The N protein of spring viremia of carp virus promotes the ubiquitination and degradation of viperin_sv1 to escape from the fish innate immunity

2021 
Abstract Viperin is known as interferon-stimulating genes (ISGs) and plays broad-spectrum antiviral effects during viral infection. Viperin_sv1, a novel viperin splice variant, has recently been identified from SVCV-infected FHM cells with a stronger antiviral effect than viperin by activating IFN signaling pathway. Meanwhile, SVCV infection can suppress the protein level of viperin_sv1 to escape the host immune but the related mechanism remains to be unclear.

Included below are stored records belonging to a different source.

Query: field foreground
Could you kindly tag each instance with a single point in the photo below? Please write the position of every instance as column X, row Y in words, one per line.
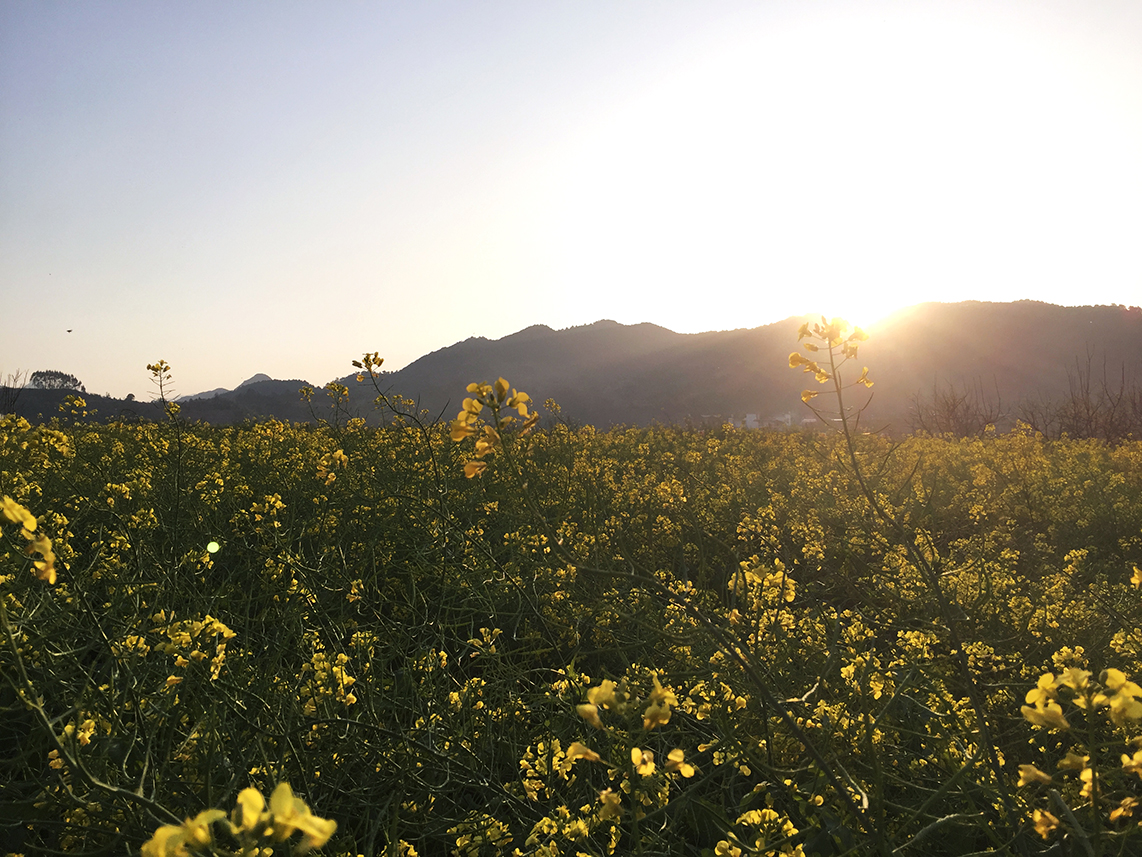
column 656, row 641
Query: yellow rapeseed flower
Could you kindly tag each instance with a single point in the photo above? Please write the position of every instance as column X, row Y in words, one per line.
column 1029, row 774
column 581, row 751
column 589, row 713
column 643, row 761
column 1044, row 823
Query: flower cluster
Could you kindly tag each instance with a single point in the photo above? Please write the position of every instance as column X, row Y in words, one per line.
column 838, row 343
column 493, row 397
column 252, row 824
column 38, row 543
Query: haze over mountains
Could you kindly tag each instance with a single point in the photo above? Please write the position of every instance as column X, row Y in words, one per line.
column 606, row 373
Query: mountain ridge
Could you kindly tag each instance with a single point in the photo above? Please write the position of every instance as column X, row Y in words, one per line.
column 609, row 374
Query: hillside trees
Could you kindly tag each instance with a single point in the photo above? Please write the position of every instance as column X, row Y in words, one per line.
column 55, row 379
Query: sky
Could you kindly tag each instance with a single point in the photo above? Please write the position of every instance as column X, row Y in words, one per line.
column 241, row 187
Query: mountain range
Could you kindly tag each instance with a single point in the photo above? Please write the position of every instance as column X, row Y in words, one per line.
column 606, row 374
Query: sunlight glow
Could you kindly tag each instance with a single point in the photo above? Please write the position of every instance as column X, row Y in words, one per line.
column 853, row 163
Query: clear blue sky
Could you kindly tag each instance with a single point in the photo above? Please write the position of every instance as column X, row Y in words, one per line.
column 276, row 187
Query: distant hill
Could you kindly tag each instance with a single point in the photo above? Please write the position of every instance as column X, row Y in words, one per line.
column 219, row 391
column 606, row 373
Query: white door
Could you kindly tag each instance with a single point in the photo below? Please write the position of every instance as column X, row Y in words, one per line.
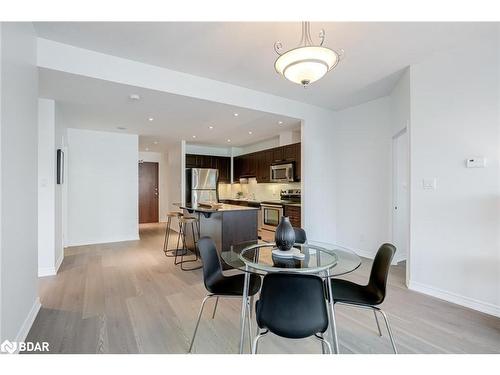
column 400, row 209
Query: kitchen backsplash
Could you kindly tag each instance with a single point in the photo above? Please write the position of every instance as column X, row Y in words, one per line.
column 255, row 191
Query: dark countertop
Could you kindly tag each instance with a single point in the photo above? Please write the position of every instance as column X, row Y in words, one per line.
column 282, row 202
column 225, row 208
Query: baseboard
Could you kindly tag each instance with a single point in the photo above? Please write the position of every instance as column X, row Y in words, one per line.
column 28, row 322
column 51, row 271
column 471, row 303
column 97, row 242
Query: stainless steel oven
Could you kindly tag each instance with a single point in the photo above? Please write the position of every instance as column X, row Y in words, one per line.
column 271, row 215
column 282, row 172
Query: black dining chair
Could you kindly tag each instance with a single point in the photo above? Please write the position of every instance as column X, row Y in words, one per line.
column 293, row 306
column 371, row 295
column 300, row 235
column 219, row 285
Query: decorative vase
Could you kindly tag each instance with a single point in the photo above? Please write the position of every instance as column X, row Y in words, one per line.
column 285, row 235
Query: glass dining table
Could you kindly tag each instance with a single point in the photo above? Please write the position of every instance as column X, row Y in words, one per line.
column 318, row 258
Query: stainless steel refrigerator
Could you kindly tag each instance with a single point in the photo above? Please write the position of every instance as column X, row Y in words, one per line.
column 201, row 185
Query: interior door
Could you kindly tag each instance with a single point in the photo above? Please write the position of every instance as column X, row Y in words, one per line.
column 148, row 192
column 401, row 213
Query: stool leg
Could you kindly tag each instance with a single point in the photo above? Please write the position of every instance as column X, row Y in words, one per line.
column 179, row 236
column 195, row 250
column 167, row 236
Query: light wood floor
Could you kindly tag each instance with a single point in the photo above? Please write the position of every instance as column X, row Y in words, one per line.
column 129, row 298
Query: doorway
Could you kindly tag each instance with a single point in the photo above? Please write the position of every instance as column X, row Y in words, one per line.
column 401, row 196
column 148, row 192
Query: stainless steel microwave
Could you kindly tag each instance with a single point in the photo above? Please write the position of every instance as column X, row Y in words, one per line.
column 282, row 172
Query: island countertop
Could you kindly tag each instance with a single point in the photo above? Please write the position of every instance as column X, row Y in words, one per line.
column 225, row 208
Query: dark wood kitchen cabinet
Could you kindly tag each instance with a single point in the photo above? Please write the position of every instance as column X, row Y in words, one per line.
column 293, row 213
column 257, row 164
column 264, row 161
column 221, row 163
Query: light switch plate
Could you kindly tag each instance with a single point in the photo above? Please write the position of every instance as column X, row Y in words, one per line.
column 429, row 183
column 475, row 162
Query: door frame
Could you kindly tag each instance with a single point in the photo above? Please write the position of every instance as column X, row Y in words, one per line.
column 403, row 131
column 157, row 184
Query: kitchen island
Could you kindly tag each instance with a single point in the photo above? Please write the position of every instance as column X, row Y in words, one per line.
column 227, row 225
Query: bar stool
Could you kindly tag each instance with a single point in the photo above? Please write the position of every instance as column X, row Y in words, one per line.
column 184, row 222
column 171, row 252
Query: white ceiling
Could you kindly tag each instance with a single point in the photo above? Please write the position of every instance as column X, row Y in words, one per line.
column 102, row 105
column 242, row 52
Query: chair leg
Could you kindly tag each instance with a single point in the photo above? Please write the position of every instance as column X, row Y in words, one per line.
column 378, row 324
column 215, row 307
column 198, row 321
column 256, row 341
column 390, row 331
column 324, row 343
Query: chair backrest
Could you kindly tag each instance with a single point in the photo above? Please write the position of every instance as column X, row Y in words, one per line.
column 212, row 268
column 292, row 305
column 300, row 235
column 380, row 268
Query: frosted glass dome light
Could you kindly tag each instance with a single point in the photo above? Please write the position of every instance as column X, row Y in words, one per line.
column 307, row 63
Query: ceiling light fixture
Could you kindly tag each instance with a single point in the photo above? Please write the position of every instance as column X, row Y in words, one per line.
column 306, row 63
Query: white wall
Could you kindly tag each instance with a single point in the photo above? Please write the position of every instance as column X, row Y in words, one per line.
column 102, row 187
column 455, row 244
column 46, row 187
column 19, row 137
column 207, row 150
column 161, row 159
column 362, row 144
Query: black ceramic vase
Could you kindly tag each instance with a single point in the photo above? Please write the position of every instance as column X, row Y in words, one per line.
column 285, row 235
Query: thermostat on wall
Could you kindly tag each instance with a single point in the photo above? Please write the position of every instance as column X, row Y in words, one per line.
column 476, row 162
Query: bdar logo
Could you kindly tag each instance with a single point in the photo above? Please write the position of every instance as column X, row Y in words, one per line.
column 8, row 347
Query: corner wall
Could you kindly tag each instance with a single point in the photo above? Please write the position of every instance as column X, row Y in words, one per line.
column 455, row 234
column 102, row 187
column 18, row 157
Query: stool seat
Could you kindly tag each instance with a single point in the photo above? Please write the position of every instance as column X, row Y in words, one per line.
column 188, row 219
column 174, row 214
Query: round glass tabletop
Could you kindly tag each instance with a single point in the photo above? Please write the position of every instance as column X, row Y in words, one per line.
column 312, row 257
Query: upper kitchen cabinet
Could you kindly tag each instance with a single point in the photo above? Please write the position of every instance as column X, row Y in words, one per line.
column 245, row 166
column 221, row 163
column 264, row 160
column 257, row 164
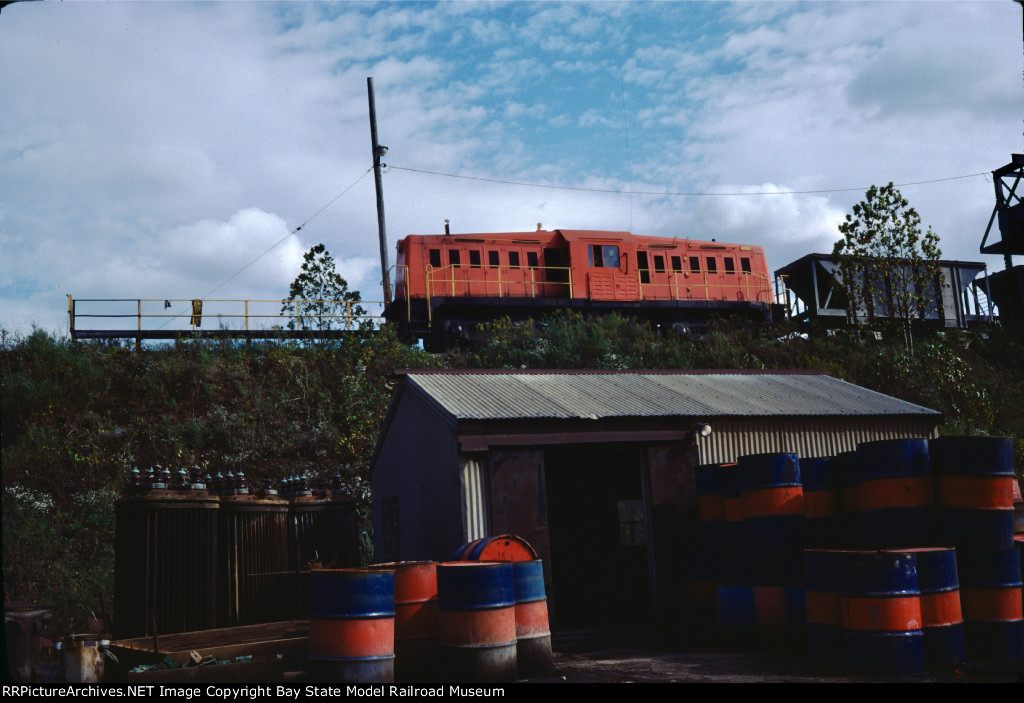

In this study, the degradation of viperin_sv1 protein was confirmed to be significantly activated by SVCV infection and recovered by MG132 but not NH4Cl or 3-MA. SVCV infection also enhanced the ubiquitination of viperin_sv1, which proved that the viperin_sv1 was degraded through the ubiquitin-proteasome pathway (UPP). Overexpression of SVCV-N protein was able to lead to the degradation of viperin-sv1 while mutating the viperin_sv1 at Lys201 blocked the degradation during SVCV infection or SVCV-N protein overexpression. Besides, the western blot and qRT-PCR tests showed the viperin_sv1-K201R-mediated IFN production is more stable and plays a stronger inhibitory effect on SVCV replication than viperin_sv1. Taken together, this study demonstrates a new defense mechanism of SVCV to dampen the host IFN response by interfering and degrading viperin_sv1.